The first ball is placed into a box with other balls. In this case, we can first place the remaining \(n-1\) balls to the \(k\) boxes and then place the first ball into any one of them. As a result, the number of ways is \(S(n-1, k)\times k\).

Therefore, the recurrence relation is

\[S(n,k) = S(n-1, k-1) + kS(n-1, k)\]

These numbers \(S(n,k)\) are called Stirling numbers of the second kind and are often written as \(\left\{\begin{array}{l} n \\ k \end{array}\right\}\). The explicit formula is

\[\begin{split}\left\{\begin{array}{l} n \\ k \end{array}\right\}=\frac{1}{k !} \sum_{i=0}^{k}(-1)^{i}\left(\begin{array}{l} k \\ i \end{array}\right)(k-i)^{n}\end{split}\]

In particular, if the numbers of balls in each box are specified, we can find the number of ways by the following analysis.

Let \(m_j\) be the number of balls in box \(j\).

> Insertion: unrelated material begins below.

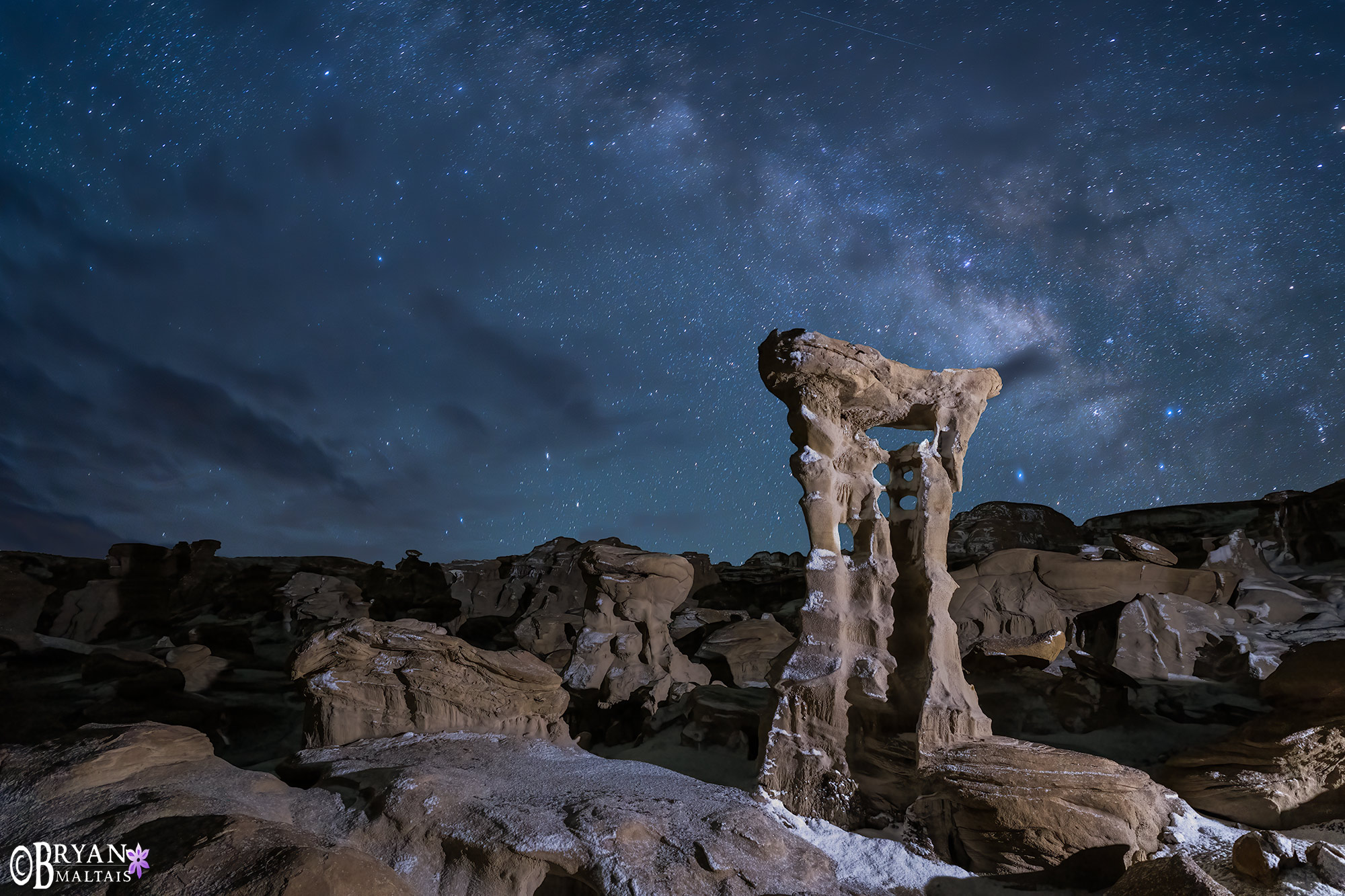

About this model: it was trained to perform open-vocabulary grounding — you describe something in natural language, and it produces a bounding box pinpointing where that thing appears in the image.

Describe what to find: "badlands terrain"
[0,331,1345,896]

First, we suppose all values \(m_j\) are different. Without loss of generality we assume \(m_1>m_2>\cdots>m_k\). Image that you first select \(m_1\) balls from the \(n\) balls, then select \(m_2\) balls from the remaining \(n-m_1\) balls, and so on. The number of ways is

\[C_n^{m_1} C_{n-m_1}^{m_2} \cdots C_{m_k}^{m_k} = \frac{n!}{\Pi_{j=1}^k (m_j!)}\cdot\]

Another way to understand this formula is that you first permutate all the \(n\) balls. Since there is no order of balls within a group but you have counted them, now you roll out the duplicate counting, which are \(m_1!, m_2!, \cdots, m_k!\) respectively.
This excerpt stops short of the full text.